Clinicians sought for research into kidney injury following general anaesthesia
Clinicians with experience in acute canine kidney injury following general anaesthesia are being sought to help further research published in the Journal of Small Animal Practice (JSAP).
In the study, researchers attempted to characterise common factors after a suspected increase in the incidence of post-procedure acute kidney injury in animals without identifiable risk factors.
The team analysed the medical records of 12 dogs that presented for acute kidney injury following general anaesthesia across three multidisciplinary referral centres and one primary care practice in the UK. Information obtained included signalment, general anaesthesia, surgical procedure and peri-surgical management.
“A suspicion that there was an increase in non-geriatric dogs suffering acute kidney injury (AKI) shortly after elective procedures led to this study,” commented Emma Rogers-Smith, a resident in internal medicine at Davies Veterinary Specialists and corresponding author for the paper.
“Whilst our data supported this suspicion, there was an increase in incidence, the change itself is not statistically significant and so we are unable to be conclusive.
“This study is limited by small sample size and retrospective nature of the data.
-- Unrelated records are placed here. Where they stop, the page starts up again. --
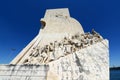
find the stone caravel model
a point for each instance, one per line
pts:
(70, 53)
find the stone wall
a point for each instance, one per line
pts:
(90, 63)
(23, 72)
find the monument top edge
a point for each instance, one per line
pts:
(57, 11)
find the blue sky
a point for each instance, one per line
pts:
(19, 22)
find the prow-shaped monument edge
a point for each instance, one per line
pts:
(56, 24)
(69, 52)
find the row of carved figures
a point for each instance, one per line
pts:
(68, 45)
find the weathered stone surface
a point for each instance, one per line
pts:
(70, 53)
(90, 63)
(23, 72)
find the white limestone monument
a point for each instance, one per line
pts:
(68, 52)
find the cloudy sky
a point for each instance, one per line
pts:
(19, 22)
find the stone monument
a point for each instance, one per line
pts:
(68, 52)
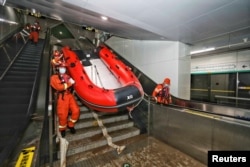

At this time no definitive causal link between these cases has been found. As such, we are urging clinicians with similar experiences in the last 24 months to get in touch. We hope to ascertain if there is any commonality between these cases and, if possible, better define the incidence of AKI in non-geriatric animals following elective procedures.”
JSAP editor, Nick Jeffery, concluded: “Nowadays, most veterinarians consider general anaesthesia safe in dogs and routinely allay pet-owner concerns. Whilst AKI following general anaesthesia seems to be rare, it is worrying that a specific risk factor was not identified in any dog, despite a wealth of available clinical data. I would urge any veterinarians that have similar cases to contact the authors.”